Dans un ouvrage important et fouillé, Cédric Durand explore l’économie politique du numérique dont la logique interne est, selon lui, de créer un « techno-féodalisme » fondé sur la rente, la prédation et la domination politique des multinationales.
Les essais, documentaires ou fictions sur les grandes entreprises du numérique sont légion. Certains sont encore empreints de la naïveté de la « start-up nation » et de l’innovation qui aurait réponse à tout, mais, de plus en plus, ils se montrent très critiques. L’aspect monopolistique des Gafam (Google, Apple, Facebook, Amazon et Microsoft) ou le caractère attentatoire à la vie privée de leurs méthodes sont mis en avant. Mais on dépasse rarement l’indignation et la dénonciation.
Or, pour saisir le rôle réel de ces géants du web dans notre vie quotidienne, il faut saisir la dynamique interne des relations entre eux et les sociétés humaines, il faut comprendre leur rôle dans le capitalisme contemporain. Autrement dit, il faut saisir l’économie politique du numérique : quels sont les ressorts de ce segment devenu central dans l’organisation sociale ?
Ce travail est entamé avec brio par l’économiste Cédric Durand dans son dernier ouvrage, Techno-féodalisme, paru en septembre aux éditions Zones. Celui-ci décortique le fonctionnement de l’économie numérique pour mettre en lumière les rapports sociaux qu’elle suppose. (...)
La réflexion de l’auteur s’inscrit dans une réflexion plus large sur l’évolution historique du capitalisme d’une part, et sur la nature même de l’économie numérique d’autre part. C’est cette double analyse qui permet de construire « l’hypothèse techno-féodale » selon laquelle, loin de représenter l’acmé d’un capitalisme moderne et civilisé, la numérisation engage bien plutôt une « grande régression ».
Les sources de cette régression sont à rechercher dans l’idéologie qui s’est imposée dans les années 1990-2000 et qui, au nom de l’espoir technologique, a permis de renforcer et d’accélérer le mouvement néolibéral à l’œuvre depuis déjà deux décennies. (...)
Certes, il est formellement possible de se passer de ces services, mais c’est au prix d’une « marginalisation sociale », exactement comme les serfs devaient fuir pour se libérer du domaine seigneurial. Dès lors, la capacité d’extraction de valeur n’est plus « économique », en étant le choix d’individus libres, c’est un phénomène de « capture » et de « prédation » où l’on doit payer son écot pour vivre « normalement ». Cette contrainte n’a plus rien à voir avec le marché. « Les grands services numériques sont des fiefs dont on ne s’échappe pas », indique l’auteur. (...)
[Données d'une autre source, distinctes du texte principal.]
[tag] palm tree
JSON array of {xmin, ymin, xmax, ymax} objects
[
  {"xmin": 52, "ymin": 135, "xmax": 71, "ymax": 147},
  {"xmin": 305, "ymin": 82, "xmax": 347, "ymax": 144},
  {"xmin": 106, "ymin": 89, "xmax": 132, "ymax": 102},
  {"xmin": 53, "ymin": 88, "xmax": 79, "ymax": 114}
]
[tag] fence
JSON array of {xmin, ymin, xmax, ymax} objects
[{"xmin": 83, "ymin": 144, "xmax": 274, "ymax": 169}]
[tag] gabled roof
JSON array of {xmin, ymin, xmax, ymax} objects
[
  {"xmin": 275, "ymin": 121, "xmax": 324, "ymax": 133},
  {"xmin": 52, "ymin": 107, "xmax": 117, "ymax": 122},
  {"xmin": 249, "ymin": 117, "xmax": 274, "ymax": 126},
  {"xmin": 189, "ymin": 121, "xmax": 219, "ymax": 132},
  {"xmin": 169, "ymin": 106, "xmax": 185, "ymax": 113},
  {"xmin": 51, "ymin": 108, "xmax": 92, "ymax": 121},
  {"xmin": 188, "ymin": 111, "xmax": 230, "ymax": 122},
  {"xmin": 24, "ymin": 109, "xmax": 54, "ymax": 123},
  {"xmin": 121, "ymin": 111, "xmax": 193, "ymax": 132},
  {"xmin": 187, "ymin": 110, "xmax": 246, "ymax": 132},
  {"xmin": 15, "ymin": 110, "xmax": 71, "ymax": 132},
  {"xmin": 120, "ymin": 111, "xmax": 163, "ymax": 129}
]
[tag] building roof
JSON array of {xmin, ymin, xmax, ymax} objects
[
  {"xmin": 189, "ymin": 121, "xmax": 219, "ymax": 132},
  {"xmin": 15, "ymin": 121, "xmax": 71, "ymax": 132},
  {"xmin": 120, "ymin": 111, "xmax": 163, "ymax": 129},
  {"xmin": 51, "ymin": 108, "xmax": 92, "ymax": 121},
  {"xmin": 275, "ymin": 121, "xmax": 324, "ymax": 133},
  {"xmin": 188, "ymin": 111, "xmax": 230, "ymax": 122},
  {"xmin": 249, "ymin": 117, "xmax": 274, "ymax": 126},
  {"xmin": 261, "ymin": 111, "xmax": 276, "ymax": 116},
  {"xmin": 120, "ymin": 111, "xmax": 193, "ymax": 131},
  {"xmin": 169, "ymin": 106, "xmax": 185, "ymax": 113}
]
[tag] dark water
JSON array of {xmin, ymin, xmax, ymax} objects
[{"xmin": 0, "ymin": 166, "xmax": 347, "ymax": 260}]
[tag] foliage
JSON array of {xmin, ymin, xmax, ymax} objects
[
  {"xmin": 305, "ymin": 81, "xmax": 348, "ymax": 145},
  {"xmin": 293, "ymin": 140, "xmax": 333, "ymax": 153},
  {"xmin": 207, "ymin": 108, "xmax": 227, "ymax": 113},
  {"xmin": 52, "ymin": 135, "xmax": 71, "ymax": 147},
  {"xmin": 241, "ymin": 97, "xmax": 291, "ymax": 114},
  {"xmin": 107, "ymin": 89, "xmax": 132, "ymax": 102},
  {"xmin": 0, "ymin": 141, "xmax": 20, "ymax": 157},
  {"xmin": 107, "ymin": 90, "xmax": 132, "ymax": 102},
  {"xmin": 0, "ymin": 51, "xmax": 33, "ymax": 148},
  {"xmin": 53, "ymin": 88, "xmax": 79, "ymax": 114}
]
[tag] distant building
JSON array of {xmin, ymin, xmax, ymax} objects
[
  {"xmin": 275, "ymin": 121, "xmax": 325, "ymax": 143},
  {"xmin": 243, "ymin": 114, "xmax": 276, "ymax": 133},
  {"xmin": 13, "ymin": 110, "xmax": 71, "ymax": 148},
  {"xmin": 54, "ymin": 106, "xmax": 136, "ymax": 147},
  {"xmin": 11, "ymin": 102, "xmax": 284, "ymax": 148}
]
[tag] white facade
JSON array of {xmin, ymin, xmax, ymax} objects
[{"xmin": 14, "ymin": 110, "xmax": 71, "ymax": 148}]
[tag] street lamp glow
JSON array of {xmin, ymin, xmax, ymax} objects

Ce changement est-il inéluctable ? Peut-être. Mais il existe un autre avenir possible que Cédric Durand entrouvre dans sa conclusion. Face à la gouvernance des algorithmes et à « l’expropriation de sa propre existence », l’homme résiste : « Face aux tentatives de le vider de sa substance, le sujet humain s’enfuit. » Si cette résistance se traduit par une prise de contrôle de cette socialisation qui est la proie de la rapacité des géants du numérique, alors se déploient de nouvelles perspectives, celles d’une « cybernétique de la valeur d’usage » qui ouvrirait la voie à une forme de socialisme.
Dans l’Angleterre et les Provinces-Unies du XVIe siècle, paysans ou marchands ont construit progressivement, face à la crise du féodalisme, un nouveau mode de production, amené à dominer le monde. Face à l’option techno-féodale, l’enjeu est peut-être de reprendre ce chemin de l’histoire pour éviter l’effroi d’une dégénérescence du capitalisme.